Predicting the patient outcome through science
Italy is at the forefront with this study, published in the prestigious Journal of the American College of Cardiology and conducted by Italian researchers from the Scuola Superiore Sant’Anna in Pisa and the Gabriele Monasterio Foundation (Michele Emdin, Alberto Aimo, Claudio Passino, Giuseppe Vergaro, Andrea Ripoli) alongside scholars from important European and American research centers. Researchers have demonstrated that the quantity of three biomarkers in the blood can give important information about the clinical outcomes of patients with heart disease.
The three biomarkers that make up this research are:
Soluble Sst2 receptor, an important indicator of the activation of pathways that cause the heart to weaken through fibrosis
Cardiac hormone Nt-probnp, for the hemodynamic measurement of decompensated heart failure
High-sensitive cardiac troponin T, indicator of cell death.
In order to predict “reliable” outcomes, the data from each of the three biomarkers must be cross-correlated. Data was gathered from 4,268 patients with decompensated heart failure and analyzed through advanced statistical methods.
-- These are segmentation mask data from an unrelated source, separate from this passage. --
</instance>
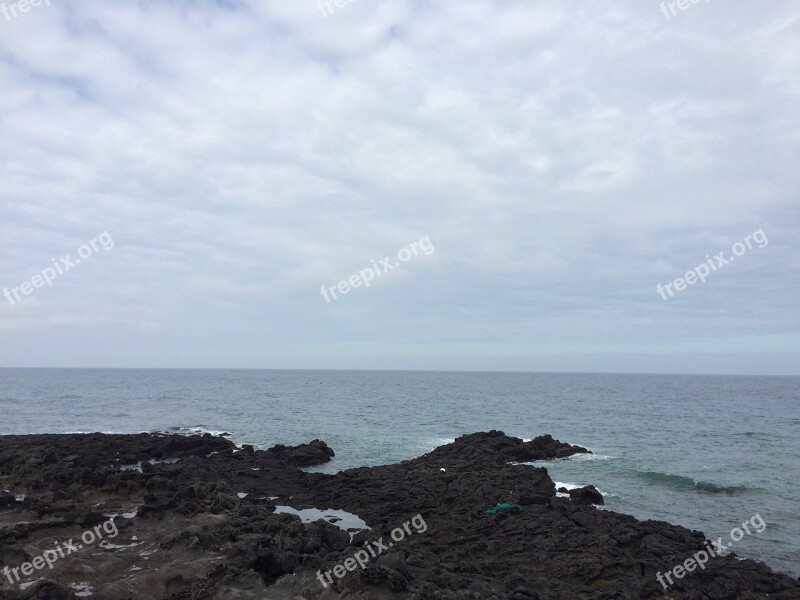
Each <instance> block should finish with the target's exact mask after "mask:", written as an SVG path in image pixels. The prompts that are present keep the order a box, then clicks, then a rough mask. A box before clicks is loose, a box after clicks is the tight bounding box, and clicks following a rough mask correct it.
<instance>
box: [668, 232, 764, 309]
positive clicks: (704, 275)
mask: <svg viewBox="0 0 800 600" xmlns="http://www.w3.org/2000/svg"><path fill="white" fill-rule="evenodd" d="M752 242H755V243H756V246H757V247H758V248H765V247H766V246H767V244H769V240H768V239H767V235H766V234H765V233H764V230H763V229H757V230H756V231H754V232H753V233H751V234H750V235H747V236H745V238H744V241H743V242H736V243H735V244H734V245H733V246H731V252H732V253H733V255H732V256H728V257H727V258H726V257H725V251H724V250H723V251H721V252H719V253H718V254H715V255H714V257H713V258H712V257H710V256H709V255H708V254H706V259H707V260H706V262H704V263H700V264H699V265H697V266H696V267H695V268H694V269H692V270H691V271H687V272H686V274H685V275H684V276H683V277H678V278H677V279H676V280H675V281H673V282H672V283H665V284H664V285H661V284H660V283H659V284H658V285H656V291H657V292H658V293H659V294H661V297H662V298H663V299H664V300H669V298H672V297H673V296H674V295H675V294H674V293H673V291H672V288H673V287H674V288H675V291H676V292H682V291H683V290H685V289H686V285H687V284H688V285H694V284H695V283H697V281H698V280H700V281H702V282H703V283H705V282H706V277H708V276H709V275H710V274H711V273H712V271H719V270H720V269H721V268H722V267H724V266H725V265H728V264H730V263H732V262H733V261H735V260H736V257H737V256H741V255H742V254H744V253H745V252H747V251H748V250H752V249H753V244H752ZM665 291H666V293H665ZM667 294H669V298H667Z"/></svg>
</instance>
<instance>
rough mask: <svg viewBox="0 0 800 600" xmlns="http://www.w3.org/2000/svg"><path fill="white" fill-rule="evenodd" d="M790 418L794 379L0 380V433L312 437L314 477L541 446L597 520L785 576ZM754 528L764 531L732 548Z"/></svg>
mask: <svg viewBox="0 0 800 600" xmlns="http://www.w3.org/2000/svg"><path fill="white" fill-rule="evenodd" d="M799 407H800V378H798V377H732V376H679V375H613V374H567V373H475V372H469V373H468V372H415V371H400V372H397V371H248V370H242V371H237V370H113V369H109V370H94V369H0V414H2V415H3V417H2V419H0V434H10V433H43V432H58V433H62V432H93V431H103V432H120V433H129V432H137V431H153V430H165V429H170V428H176V429H180V430H187V429H196V430H197V431H212V432H228V433H230V434H231V438H232V439H233V440H234V441H235V442H237V443H252V444H255V445H257V446H263V447H268V446H272V445H274V444H276V443H284V444H297V443H302V442H306V441H309V440H310V439H313V438H320V439H323V440H325V441H326V442H327V443H328V444H329V445H330V446H331V447H332V448H333V449H334V450H335V451H336V458H335V459H334V460H333V461H332V462H331V463H329V464H327V465H325V466H323V467H321V468H319V470H322V471H326V472H335V471H338V470H341V469H346V468H350V467H355V466H364V465H377V464H385V463H390V462H396V461H400V460H404V459H408V458H412V457H415V456H418V455H420V454H422V453H425V452H427V451H429V450H431V449H433V448H434V447H436V446H438V445H440V444H443V443H446V442H448V441H452V440H453V439H454V438H455V437H457V436H459V435H461V434H464V433H471V432H474V431H486V430H489V429H500V430H503V431H505V432H506V433H508V434H511V435H515V436H518V437H522V438H526V439H527V438H532V437H534V436H536V435H540V434H543V433H550V434H552V435H553V436H554V437H556V438H558V439H560V440H562V441H565V442H570V443H573V444H580V445H582V446H585V447H587V448H589V449H590V450H592V451H593V452H594V453H595V454H594V455H592V456H579V457H573V458H569V459H566V460H557V461H548V462H544V463H537V464H538V465H539V466H545V467H547V469H548V470H549V472H550V475H551V477H552V478H553V479H554V480H556V481H558V482H561V483H563V484H568V486H570V485H583V484H589V483H591V484H594V485H595V486H596V487H597V488H599V489H600V490H601V491H602V492H603V493H604V494H605V496H606V502H607V504H606V507H605V509H606V510H615V511H618V512H623V513H628V514H631V515H634V516H636V517H638V518H641V519H648V518H649V519H660V520H665V521H669V522H672V523H677V524H681V525H684V526H686V527H689V528H692V529H699V530H701V531H704V532H705V533H706V534H707V535H708V536H709V537H710V538H713V539H716V538H717V537H722V538H723V541H727V542H728V543H731V544H732V548H731V549H732V550H733V551H735V552H736V553H737V554H738V555H740V556H744V557H749V558H755V559H758V560H763V561H764V562H766V563H767V564H769V565H770V566H771V567H773V568H774V569H777V570H780V571H784V572H787V573H791V574H793V575H795V576H798V575H800V548H799V547H798V545H799V542H798V541H799V540H800V493H799V492H798V481H800V477H799V476H800V410H799ZM322 508H328V507H322ZM331 508H336V507H331ZM755 515H759V516H760V517H761V518H763V520H764V521H765V522H766V523H767V527H766V529H764V530H763V531H762V532H761V533H758V532H756V531H755V529H756V528H755V527H753V526H750V527H749V529H750V533H744V534H743V536H742V537H741V539H739V540H738V541H735V542H732V541H731V536H730V532H731V531H732V530H733V528H734V527H737V526H739V528H740V529H743V528H742V527H741V524H742V522H743V521H750V520H751V519H752V518H753V517H754V516H755ZM735 537H738V534H736V536H735ZM664 566H665V568H667V569H668V568H671V567H672V566H673V565H664Z"/></svg>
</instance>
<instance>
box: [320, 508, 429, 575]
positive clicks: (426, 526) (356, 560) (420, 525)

Findings demonstrated that the analysis of all three biomarkers allows for risk stratification at an individual level, classifying patients into low, medium or high risk groups and, consequently, helps determine the type of therapy to be administered and how often follow-up visits should be scheduled.
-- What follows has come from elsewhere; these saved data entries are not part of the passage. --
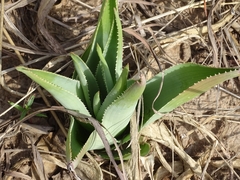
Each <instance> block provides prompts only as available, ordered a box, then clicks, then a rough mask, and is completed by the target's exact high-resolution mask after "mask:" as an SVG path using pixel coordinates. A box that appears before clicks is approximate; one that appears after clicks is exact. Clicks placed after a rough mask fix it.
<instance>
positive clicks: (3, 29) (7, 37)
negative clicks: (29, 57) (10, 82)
mask: <svg viewBox="0 0 240 180" xmlns="http://www.w3.org/2000/svg"><path fill="white" fill-rule="evenodd" d="M3 34H4V35H5V36H6V38H7V40H8V41H9V43H10V44H11V45H13V46H15V44H14V42H13V40H12V38H11V37H10V35H9V34H8V32H7V30H6V29H5V28H4V27H3ZM14 52H15V53H16V54H17V57H18V58H19V60H20V62H21V63H24V59H23V57H22V56H21V54H20V52H19V51H18V50H16V49H15V50H14ZM1 79H2V80H1V85H2V87H3V88H4V89H5V90H6V91H8V92H10V93H11V94H14V95H17V96H24V94H23V93H20V92H17V91H14V90H12V89H10V88H9V87H8V86H7V85H6V82H5V79H4V77H3V76H2V78H1Z"/></svg>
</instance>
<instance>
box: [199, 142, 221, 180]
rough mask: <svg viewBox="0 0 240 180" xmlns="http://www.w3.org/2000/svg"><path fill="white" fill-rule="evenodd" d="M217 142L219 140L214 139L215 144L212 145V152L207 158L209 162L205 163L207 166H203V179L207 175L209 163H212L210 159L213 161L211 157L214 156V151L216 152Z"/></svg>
mask: <svg viewBox="0 0 240 180" xmlns="http://www.w3.org/2000/svg"><path fill="white" fill-rule="evenodd" d="M217 144H218V142H217V141H214V143H213V145H212V149H211V151H210V154H209V157H208V159H207V162H206V164H205V166H204V168H203V171H202V175H201V180H204V177H205V175H206V172H207V168H208V166H209V163H210V161H211V158H212V156H213V152H214V150H215V148H216V147H217Z"/></svg>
Moving towards more specific therapies
One of the important new points of the study is the dose of sSt2. Routinely used to diagnose acute myocardial infarction, sSt2 is now also used as a new instrument in decompensated heart failure along with the hormone Nt-probnp and troponin. “It’s definitely an original observation”, states cardiologists Michele Emdin and Claudio Passino, “which has aroused great interest in the world of cardiology across the globe. The results published confirm the importance of combining these three biomarkers for the integrated assessment of patients with cardiac diseases, as well as the development of new diagnostic instruments and new treatments for more frequent and dangerous diseases”. Without a doubt these findings give new hope to patients with heart disease and represent an important breakthrough inprecision medicine, providing a new diagnostic instrument to rely on for more personalized treatment.